The process for determining whether individuals in the state are eligible for Medicaid is a key issue for both health plans and providers—two groups that are often at odds over Illinois’ revamped Medicaid managed care program.
The medical redetermination process, which reviews eligibility for the state’s nearly 3 million Medicaid beneficiaries, doesn’t always ensure patients have uninterrupted access to care, panelists said today during a Health Care Council of Chicago event. Lapses in coverage are hard on patients, especially those managing chronic conditions, and health systems that don’t get reimbursed for medical services when claims are denied by health plans.
While eligibility can be determined automatically in some cases, like when an individual’s income can be found and verified electronically, other cases require people to submit paper forms within 30 days or lose their medical benefits. A 90-day reinstatement period is required if coverage is canceled.
Lapses in coverage are a top reason claims submitted by doctors are denied by health plans, said Samantha Olds Frey, executive director of the Illinois Association of Medicaid Health Plans, which represents the six Medicaid managed care insurers operating in the state. “That disruption truly impacts people’s lives in a real way,” Olds Frey added during the event.
Claims for Medicaid beneficiaries are denied about 26 percent of the time, resulting in delayed payments to hospitals for medically necessary services, the Illinois Health & Hospital Association has said.

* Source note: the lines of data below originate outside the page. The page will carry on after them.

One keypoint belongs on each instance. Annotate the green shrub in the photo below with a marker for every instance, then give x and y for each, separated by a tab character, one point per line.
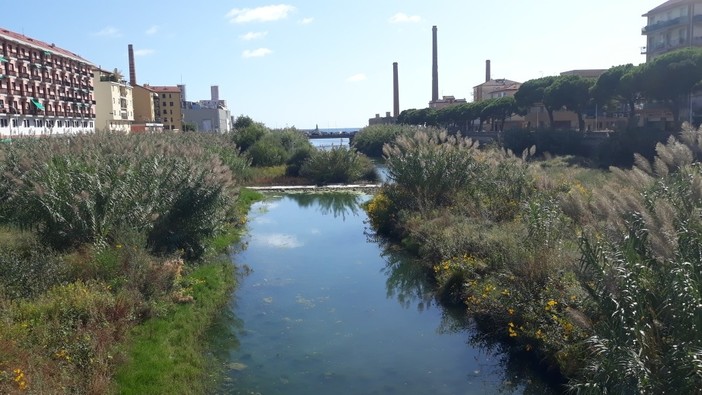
26	274
337	165
370	140
643	276
297	159
82	189
429	168
247	136
267	151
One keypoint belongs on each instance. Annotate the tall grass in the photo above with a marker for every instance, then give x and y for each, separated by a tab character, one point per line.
338	165
644	279
371	139
83	189
596	274
106	221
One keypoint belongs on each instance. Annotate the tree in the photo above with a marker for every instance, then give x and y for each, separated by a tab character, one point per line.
466	113
449	117
621	84
571	92
242	122
532	92
670	78
500	109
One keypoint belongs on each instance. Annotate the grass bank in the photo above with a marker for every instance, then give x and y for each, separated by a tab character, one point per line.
594	274
167	355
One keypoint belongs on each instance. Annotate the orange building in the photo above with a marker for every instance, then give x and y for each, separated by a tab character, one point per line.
167	107
44	89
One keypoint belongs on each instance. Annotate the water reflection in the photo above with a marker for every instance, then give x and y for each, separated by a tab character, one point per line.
339	204
324	317
407	280
510	373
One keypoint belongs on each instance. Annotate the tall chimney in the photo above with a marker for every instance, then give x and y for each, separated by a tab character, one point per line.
487	70
395	91
132	68
435	68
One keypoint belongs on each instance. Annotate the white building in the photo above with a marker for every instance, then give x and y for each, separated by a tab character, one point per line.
114	107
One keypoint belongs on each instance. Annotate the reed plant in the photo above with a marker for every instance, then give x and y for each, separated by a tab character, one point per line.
642	273
338	165
82	189
371	139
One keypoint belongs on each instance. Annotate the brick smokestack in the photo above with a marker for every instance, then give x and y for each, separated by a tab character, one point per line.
487	71
434	68
395	91
132	68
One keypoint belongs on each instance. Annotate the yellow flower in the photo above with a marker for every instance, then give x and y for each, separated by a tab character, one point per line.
539	334
550	304
510	329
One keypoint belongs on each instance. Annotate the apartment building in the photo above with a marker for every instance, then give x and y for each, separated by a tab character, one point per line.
672	25
114	108
44	89
168	107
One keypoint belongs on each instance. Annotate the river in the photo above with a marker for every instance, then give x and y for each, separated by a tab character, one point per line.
324	308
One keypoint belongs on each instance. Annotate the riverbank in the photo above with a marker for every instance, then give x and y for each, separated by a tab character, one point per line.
166	354
363	188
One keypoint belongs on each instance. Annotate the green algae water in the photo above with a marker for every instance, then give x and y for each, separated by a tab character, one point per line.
325	309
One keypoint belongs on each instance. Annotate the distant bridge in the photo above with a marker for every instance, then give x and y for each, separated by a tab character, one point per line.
313	134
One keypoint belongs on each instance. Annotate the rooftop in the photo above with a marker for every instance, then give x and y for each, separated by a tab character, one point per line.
163	89
41	45
498	82
670	4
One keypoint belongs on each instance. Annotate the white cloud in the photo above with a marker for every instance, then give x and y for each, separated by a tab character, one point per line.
278	240
109	31
152	30
256	53
253	36
143	52
401	17
357	78
260	14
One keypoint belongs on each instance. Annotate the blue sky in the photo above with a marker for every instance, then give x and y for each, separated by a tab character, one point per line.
303	62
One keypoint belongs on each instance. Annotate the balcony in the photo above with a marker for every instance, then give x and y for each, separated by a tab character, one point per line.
662	25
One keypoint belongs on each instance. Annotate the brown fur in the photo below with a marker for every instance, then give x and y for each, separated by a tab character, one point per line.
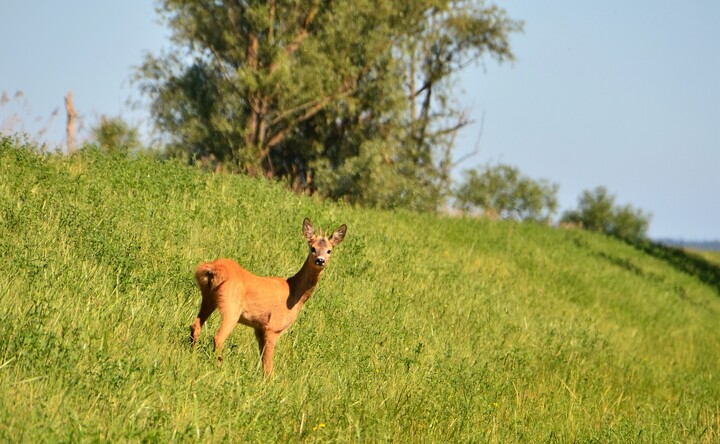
267	304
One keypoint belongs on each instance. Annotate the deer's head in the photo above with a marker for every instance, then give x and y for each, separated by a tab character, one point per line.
321	246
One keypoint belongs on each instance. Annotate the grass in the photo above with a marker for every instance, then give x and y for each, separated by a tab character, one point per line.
424	328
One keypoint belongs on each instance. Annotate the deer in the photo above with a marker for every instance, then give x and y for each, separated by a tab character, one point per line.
269	305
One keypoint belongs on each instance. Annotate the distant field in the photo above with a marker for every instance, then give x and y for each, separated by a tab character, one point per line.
710	256
423	329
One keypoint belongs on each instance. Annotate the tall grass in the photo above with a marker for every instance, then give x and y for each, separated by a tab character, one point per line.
424	328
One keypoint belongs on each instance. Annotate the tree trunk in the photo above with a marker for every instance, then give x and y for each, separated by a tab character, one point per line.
70	128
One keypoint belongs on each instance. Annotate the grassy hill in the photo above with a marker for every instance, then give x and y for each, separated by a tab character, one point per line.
424	328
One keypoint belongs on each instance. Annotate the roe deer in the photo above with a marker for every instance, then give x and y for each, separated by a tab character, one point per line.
268	304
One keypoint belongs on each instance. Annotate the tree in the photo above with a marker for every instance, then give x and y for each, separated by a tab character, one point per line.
296	90
502	191
115	135
597	212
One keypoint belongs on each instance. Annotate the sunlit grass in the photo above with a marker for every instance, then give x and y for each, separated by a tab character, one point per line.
424	328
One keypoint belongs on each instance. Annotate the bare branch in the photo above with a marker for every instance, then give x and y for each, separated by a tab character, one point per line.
476	149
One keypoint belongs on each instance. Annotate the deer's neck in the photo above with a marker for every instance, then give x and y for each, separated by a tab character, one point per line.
303	284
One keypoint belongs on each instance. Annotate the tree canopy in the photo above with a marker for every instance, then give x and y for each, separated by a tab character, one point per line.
349	99
597	211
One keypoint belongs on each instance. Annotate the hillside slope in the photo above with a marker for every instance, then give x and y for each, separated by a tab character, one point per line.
424	328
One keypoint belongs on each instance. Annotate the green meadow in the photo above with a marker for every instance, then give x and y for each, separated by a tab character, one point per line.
424	328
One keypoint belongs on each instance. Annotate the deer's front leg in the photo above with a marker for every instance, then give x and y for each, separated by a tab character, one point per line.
266	342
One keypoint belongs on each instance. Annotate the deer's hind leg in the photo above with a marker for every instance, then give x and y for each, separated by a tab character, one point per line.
230	316
266	342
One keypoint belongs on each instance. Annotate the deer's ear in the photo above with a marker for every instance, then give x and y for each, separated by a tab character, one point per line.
308	230
338	235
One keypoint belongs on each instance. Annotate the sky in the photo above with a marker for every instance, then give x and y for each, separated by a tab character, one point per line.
614	93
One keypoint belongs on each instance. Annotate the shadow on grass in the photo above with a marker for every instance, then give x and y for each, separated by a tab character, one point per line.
689	263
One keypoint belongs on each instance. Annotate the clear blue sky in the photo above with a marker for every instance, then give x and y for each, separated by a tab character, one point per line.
615	93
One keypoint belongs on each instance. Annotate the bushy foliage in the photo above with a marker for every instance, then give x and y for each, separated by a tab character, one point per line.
502	191
115	135
597	211
302	90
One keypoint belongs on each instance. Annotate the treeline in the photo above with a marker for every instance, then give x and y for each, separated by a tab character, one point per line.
350	101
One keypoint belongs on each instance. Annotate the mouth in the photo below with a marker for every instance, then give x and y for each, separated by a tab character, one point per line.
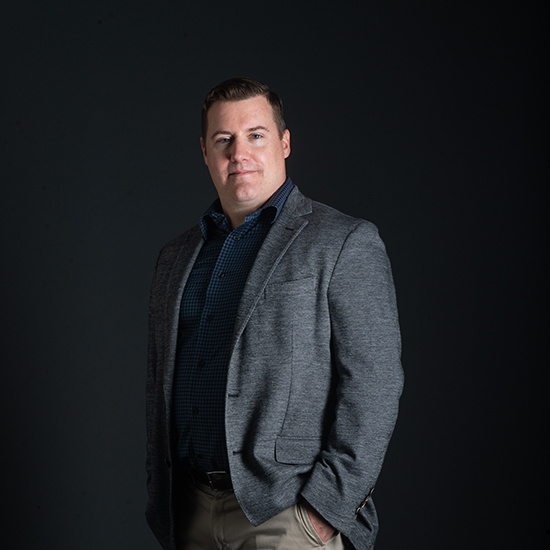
241	172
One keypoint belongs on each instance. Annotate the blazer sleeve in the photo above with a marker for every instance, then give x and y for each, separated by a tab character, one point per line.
366	349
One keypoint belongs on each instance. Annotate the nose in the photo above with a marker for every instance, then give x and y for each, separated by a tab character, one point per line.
239	151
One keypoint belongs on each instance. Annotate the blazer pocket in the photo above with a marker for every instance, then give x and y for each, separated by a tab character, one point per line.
293	450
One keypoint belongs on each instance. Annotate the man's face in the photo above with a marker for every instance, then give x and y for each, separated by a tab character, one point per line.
244	153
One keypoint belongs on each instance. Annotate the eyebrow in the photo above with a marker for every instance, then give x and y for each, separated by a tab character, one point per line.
227	132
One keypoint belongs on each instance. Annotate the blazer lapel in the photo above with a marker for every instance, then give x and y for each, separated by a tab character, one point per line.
289	224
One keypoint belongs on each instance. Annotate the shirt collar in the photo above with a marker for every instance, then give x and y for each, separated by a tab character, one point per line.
215	218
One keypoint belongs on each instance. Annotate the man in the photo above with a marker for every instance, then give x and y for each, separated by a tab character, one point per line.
274	354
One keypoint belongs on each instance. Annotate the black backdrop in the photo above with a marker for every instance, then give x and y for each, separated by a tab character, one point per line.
424	117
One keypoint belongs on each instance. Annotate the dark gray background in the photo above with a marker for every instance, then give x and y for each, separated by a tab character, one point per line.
425	117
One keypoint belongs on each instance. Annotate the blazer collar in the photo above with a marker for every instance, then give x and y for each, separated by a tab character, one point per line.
289	224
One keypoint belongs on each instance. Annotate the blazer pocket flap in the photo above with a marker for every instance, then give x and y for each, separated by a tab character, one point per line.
293	450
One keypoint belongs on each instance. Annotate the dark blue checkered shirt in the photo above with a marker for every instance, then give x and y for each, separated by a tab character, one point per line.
207	317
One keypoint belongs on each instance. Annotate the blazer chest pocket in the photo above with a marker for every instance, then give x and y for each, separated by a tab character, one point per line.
292	450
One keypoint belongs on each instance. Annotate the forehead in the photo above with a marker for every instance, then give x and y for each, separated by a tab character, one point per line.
242	114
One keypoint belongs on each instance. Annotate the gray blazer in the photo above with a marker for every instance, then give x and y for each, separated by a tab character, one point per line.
314	378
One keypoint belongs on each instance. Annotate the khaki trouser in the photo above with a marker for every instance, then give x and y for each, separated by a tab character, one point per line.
213	520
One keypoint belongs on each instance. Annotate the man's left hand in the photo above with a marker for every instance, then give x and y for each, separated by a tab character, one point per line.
324	529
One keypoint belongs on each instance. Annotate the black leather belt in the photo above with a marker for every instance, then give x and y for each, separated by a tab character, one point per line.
218	480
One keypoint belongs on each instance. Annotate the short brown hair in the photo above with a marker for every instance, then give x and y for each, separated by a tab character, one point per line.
237	89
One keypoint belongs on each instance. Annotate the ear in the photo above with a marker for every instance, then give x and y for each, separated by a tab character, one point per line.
203	147
286	143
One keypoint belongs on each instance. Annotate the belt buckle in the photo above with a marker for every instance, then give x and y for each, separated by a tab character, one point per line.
211	480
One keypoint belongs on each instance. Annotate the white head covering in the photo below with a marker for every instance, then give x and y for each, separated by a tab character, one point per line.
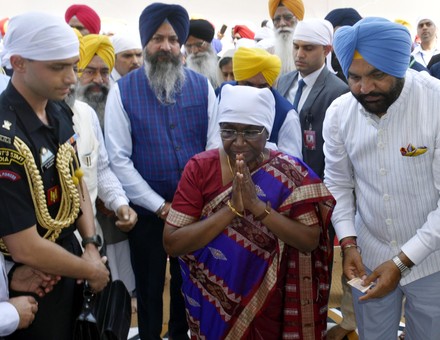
122	42
264	33
247	105
314	31
39	36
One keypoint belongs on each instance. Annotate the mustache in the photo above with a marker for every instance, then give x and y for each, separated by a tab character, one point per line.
372	94
284	29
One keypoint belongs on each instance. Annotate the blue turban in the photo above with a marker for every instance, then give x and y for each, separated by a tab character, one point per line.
343	17
155	14
384	44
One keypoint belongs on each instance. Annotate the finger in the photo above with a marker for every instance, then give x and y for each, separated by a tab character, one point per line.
369	279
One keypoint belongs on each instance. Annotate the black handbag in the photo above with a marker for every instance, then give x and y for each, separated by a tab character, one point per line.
105	315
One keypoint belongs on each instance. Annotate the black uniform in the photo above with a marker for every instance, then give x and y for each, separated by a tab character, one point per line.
58	309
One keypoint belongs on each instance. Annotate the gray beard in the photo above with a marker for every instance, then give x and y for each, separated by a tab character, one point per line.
95	100
166	79
284	50
205	63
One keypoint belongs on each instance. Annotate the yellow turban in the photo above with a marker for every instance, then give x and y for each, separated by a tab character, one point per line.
81	42
295	6
96	44
248	62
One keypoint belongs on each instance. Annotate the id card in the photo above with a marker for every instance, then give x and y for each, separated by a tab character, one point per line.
357	283
310	139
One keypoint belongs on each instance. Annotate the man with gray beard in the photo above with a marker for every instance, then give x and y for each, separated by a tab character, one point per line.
200	55
285	15
156	119
113	216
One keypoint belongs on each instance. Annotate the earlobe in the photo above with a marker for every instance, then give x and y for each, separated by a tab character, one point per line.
17	63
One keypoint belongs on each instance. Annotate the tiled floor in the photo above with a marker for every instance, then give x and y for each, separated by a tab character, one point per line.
334	302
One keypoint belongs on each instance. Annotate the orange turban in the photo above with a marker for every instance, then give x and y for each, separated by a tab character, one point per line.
100	45
244	31
295	6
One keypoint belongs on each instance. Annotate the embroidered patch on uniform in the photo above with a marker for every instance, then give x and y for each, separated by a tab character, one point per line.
53	195
5	139
7	125
47	158
9	175
7	156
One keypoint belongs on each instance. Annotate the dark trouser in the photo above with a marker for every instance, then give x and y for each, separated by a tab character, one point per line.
57	310
149	260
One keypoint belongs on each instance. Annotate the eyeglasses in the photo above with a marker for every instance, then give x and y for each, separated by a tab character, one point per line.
285	17
91	72
249	135
197	45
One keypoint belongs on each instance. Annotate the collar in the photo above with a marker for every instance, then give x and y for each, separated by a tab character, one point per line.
311	78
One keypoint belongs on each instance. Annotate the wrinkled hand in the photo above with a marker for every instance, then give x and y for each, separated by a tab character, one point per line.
101	275
27	279
165	210
26	307
386	278
127	218
353	265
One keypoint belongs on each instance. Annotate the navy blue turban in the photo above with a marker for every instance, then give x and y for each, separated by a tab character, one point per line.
155	14
343	17
381	43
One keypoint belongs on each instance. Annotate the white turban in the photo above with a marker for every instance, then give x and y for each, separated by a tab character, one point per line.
39	36
314	31
247	105
124	42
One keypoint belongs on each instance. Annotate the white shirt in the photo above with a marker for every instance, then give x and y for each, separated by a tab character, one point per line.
119	147
397	198
9	318
114	76
309	81
424	56
100	179
4	80
289	136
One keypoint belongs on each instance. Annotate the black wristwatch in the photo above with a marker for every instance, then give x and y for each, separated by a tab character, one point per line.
95	239
404	269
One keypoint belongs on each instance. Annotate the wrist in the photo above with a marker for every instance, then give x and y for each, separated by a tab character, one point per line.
348	243
266	212
94	240
159	211
234	210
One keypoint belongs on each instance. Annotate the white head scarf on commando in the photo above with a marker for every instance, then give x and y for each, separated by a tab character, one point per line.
247	105
39	36
314	31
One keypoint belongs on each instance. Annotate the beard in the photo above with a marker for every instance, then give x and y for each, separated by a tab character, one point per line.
382	100
284	49
96	99
205	63
166	76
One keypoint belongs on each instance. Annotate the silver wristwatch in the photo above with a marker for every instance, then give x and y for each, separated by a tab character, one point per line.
404	269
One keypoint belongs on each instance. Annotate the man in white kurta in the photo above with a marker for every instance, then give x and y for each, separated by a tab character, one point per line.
382	149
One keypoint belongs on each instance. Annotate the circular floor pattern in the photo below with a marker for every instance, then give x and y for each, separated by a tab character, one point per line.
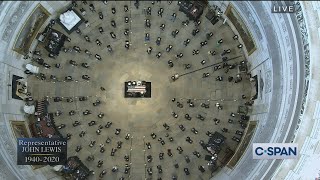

IHA President and CEO A.J. Wilhelmi said during the event that the time and resources health systems expend managing denied claims divert “attention away from providing care.”
Jordan Powell, president and CEO of the Illinois Primary Health Care Association, which represents federally qualified health centers in the state, agrees Medicaid redetermination is one of the biggest issues the managed care program faces. During the event, he referenced S.B. 2021, introduced last month by Democratic state Sen. Health Steans of Chicago. The Medicaid Eligibility Determination & Renewal Reform Act would leverage technology to prevent delayed access to benefits and disruptions in care, among other updates.
“Not every problem requires a legislative fix, but some of these issues cannot continue,” Powell added.
A priority for the Illinois Department of Healthcare & Family Services, the agency that oversees Medicaid, is to “work with the (state) Department of Human Services and other partners to significantly reduce timeframes for initial eligibility determinations as well as redeterminations,” department spokesman John Hoffman said in an email.
An investment in new information technology systems would enable changes made by health plans and hospitals to be tracked at the state level, Olds Frey said, adding that using payroll data to determine eligibility could “decrease administrative costs for state providers and plans, and decrease disruption for the people we’re trying to serve.”
For example, it can take 45 to 60 days to get newborns on their family plans, which is challenging for health plans and patients, she said.
Another topic covered during the panel discussion was reimbursement rates and the impact such payments have on access to care.
Olds Frey acknowledged that the rates, which are well below what Medicare and commercial insurance pay, lead some doctors to decline Medicaid patients or limit the number of patients they see.
Wilhelmi noted that Gov. J.B. Pritzker’s recommended budget includes a managed care insurer assessment that would allow Healthcare & Family Services to more efficiently manage payments, among other things.
Another point on which all stakeholders can agree is that patients need to come first. As Powell said: “The patient should be the focus when we’re considering changes to this program.”